Machine Design, Editorial Comment
May 18, 2000
The commencement season is upon us, and once again I wait in vain for an invitation to address graduating seniors at a prestigious university. And once again it does not come. So I'll make my speech from the podium of this editorial page.
Tap, tap, tap, is the microphone on? Can you hear me in the back? Dr. and Mrs. Stoopnagel, esteemed faculty and honored guests, graduating seniors and parents, it is an honor to stand before you on this solemn occasion.
What I have to say is less than flattering, but I ask you not to slay the messenger. I have not set foot on a college campus in years. Everything I am about to say I have read in the newspapers. It isn't just me talking but instead is a distillation of some 20 salient articles on education appearing over the past year.
First of all, one theme in these articles is that political correctness continues to run amuck at American universities. Universities still launch endless assaults on what used to be considered fundamental democracy and scholarship. However, this created a backlash of sorts. Your older brothers and sisters, having passed through the same intellectual slum from which you are emerging, now realize their politically correct courses are irrelevant in the real world. In isolated pockets this has created pressures for a return to classical education capable of making you cultured and educated citizens.

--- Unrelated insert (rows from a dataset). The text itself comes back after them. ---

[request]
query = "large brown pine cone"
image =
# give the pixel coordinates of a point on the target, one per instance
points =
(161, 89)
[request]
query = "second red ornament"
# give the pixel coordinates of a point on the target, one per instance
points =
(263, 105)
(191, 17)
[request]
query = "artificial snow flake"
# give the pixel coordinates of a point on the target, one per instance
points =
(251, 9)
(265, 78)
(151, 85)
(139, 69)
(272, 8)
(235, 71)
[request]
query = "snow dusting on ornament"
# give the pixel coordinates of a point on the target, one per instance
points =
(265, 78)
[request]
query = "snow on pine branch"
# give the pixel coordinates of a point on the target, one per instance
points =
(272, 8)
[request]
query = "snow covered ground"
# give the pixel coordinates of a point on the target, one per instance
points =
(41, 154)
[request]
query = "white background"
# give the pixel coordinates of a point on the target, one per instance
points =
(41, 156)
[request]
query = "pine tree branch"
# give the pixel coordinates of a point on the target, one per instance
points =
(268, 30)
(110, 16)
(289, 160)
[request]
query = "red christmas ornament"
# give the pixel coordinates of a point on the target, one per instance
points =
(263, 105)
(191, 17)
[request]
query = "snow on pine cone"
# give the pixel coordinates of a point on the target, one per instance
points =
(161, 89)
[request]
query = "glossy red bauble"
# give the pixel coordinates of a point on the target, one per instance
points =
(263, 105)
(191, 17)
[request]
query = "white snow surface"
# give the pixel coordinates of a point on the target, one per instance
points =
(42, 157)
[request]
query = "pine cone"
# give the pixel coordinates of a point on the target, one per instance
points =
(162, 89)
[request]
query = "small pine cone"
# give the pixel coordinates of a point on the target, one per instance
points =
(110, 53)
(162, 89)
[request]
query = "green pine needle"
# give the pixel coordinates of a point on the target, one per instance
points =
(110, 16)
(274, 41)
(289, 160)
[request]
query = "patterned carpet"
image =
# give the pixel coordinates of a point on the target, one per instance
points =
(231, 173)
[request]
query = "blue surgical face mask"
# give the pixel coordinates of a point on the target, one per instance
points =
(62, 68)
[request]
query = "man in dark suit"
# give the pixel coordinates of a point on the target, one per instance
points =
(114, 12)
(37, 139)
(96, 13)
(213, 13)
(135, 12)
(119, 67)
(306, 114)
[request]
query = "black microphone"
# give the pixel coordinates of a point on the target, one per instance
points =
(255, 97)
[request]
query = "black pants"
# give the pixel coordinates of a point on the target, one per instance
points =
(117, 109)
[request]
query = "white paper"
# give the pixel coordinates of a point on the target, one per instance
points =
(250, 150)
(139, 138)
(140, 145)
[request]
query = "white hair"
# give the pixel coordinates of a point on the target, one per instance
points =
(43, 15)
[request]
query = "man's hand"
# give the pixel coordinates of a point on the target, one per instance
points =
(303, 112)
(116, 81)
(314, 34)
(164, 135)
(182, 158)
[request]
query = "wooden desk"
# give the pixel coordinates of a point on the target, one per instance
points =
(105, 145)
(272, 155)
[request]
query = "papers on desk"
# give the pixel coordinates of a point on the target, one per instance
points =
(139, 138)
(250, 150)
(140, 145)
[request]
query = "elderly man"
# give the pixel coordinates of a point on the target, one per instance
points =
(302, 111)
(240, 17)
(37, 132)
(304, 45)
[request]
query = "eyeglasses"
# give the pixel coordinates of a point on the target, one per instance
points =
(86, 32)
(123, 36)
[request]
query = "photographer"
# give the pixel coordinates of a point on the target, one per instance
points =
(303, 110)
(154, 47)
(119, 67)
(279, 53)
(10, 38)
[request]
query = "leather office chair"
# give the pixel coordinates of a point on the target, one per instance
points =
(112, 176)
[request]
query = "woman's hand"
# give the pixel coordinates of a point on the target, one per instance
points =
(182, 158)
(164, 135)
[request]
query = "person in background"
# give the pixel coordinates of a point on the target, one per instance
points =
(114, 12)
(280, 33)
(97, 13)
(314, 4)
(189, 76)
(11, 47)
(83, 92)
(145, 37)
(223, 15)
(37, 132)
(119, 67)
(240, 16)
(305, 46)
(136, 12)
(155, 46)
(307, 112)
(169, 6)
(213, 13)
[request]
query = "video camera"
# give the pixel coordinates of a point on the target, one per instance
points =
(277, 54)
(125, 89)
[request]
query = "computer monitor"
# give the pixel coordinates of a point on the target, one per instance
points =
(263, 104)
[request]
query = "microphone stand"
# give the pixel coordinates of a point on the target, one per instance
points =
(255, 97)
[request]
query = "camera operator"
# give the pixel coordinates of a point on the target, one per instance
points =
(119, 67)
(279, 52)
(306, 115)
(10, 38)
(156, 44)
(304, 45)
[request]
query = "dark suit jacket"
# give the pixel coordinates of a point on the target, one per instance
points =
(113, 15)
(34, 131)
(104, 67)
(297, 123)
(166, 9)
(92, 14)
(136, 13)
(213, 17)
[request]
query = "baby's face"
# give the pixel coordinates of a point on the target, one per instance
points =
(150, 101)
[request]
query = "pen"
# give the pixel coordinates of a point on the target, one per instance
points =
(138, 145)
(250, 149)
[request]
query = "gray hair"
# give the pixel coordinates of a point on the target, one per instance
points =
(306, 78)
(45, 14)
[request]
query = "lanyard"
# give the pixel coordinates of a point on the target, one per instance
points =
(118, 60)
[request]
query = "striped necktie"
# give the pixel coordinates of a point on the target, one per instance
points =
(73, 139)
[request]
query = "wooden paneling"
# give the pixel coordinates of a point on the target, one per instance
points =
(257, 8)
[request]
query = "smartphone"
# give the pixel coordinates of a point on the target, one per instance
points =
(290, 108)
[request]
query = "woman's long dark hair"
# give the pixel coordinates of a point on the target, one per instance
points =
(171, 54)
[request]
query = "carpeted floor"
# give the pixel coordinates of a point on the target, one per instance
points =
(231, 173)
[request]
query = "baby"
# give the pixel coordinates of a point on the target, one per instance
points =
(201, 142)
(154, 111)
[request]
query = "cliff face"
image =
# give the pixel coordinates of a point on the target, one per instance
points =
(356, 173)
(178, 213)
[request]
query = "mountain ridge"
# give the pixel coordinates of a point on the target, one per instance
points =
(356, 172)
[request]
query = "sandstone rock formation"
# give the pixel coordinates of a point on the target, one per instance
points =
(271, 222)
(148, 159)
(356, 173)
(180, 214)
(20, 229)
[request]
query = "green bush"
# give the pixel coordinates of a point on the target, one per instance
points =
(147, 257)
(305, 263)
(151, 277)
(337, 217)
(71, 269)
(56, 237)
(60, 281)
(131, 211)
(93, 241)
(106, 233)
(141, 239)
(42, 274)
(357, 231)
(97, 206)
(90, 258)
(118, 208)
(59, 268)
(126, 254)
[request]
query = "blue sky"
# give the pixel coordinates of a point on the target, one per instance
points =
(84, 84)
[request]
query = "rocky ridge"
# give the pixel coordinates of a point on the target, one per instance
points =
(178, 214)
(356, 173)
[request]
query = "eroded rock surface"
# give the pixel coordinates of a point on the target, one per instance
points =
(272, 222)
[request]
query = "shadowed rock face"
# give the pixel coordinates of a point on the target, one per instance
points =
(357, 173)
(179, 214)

Despite this, most of you simply were not equipped for rigorous learning. Professors say you arrived at college with a distaste for being made to read, write, and reason cogently.
Who can blame you when your preparation for college was so bad? Part of the reason is the low caliber of teachers in your elementary and secondary schools. For example, when 23 teachers being trained to instruct other teachers in math were asked to divide 13/4 by 1/2, only nine could get the correct answer. And many of those who answered correctly had such a muddled understanding of fractions that they couldn't explain how they solved the problem.

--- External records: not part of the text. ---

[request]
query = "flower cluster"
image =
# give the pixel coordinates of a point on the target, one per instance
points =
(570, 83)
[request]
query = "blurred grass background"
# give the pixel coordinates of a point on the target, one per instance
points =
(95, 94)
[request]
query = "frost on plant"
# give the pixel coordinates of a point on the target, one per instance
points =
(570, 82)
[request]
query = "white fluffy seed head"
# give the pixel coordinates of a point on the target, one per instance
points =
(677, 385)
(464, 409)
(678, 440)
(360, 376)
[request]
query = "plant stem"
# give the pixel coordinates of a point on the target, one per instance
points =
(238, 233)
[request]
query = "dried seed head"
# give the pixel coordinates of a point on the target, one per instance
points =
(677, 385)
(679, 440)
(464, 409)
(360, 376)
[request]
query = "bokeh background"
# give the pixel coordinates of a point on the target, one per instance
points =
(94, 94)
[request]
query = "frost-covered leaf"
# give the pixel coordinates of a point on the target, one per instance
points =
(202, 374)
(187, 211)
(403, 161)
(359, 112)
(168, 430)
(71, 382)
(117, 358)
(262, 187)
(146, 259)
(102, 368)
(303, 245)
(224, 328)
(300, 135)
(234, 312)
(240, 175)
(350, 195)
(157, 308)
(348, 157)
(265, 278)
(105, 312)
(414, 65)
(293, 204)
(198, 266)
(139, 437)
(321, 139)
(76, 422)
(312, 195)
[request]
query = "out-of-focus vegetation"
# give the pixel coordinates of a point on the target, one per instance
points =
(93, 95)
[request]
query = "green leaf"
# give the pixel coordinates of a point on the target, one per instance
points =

Here at your own university, you have the privilege of rating your instructors. Ironically, that does a lot to dumb down the institution. Teachers, under pressure to get good ratings which can help lead to raises and tenure, find that the way to get these ratings is to dumb down their courses. Instructors who insist on high standards consistently get poor ratings, lowering their chances for promotions.
Of course, when you arrived on campus from high school, you certainly weren't having problems with self-esteem. Grade inflation in high school imbued you with the feeling that you were above average academically. Thirty years ago, only 12% of incoming college freshmen were straight-A students. Today, 34% are straight-A students. What happened? Has someone been doing wholesale genetic engineering on the sly? Go figure.
Last but not least, we have to deal with something of utmost importance, and that is how you spent spring break. Despite your complaints about having to take out student loans to pay tuition, beer blasts in Florida aren't good enough anymore. Instead, by the multitudes you gravitated to pricey resorts in Mexico and the Caribbean during break. Back in March, Cancun was preparing for as many as 200,000 American students to crowd its beaches in spring. Another 20,000 were expected in other Mexican resorts, 15,000 were expected in Nassau, and 7,500 were expected in Jamaica. These were not Motel 6 excursions. Travel agents said you were reserving expensive rooms in the very best hotels. Hasn't federal financial aid to education done wonders?
Thank you for your kind attention, ladies and gentlemen. Good evening. Thunderous applause builds to pandemonium until Dr. Stoopnagel steps to the podium to announce: "Mr. Khol has left the auditorium."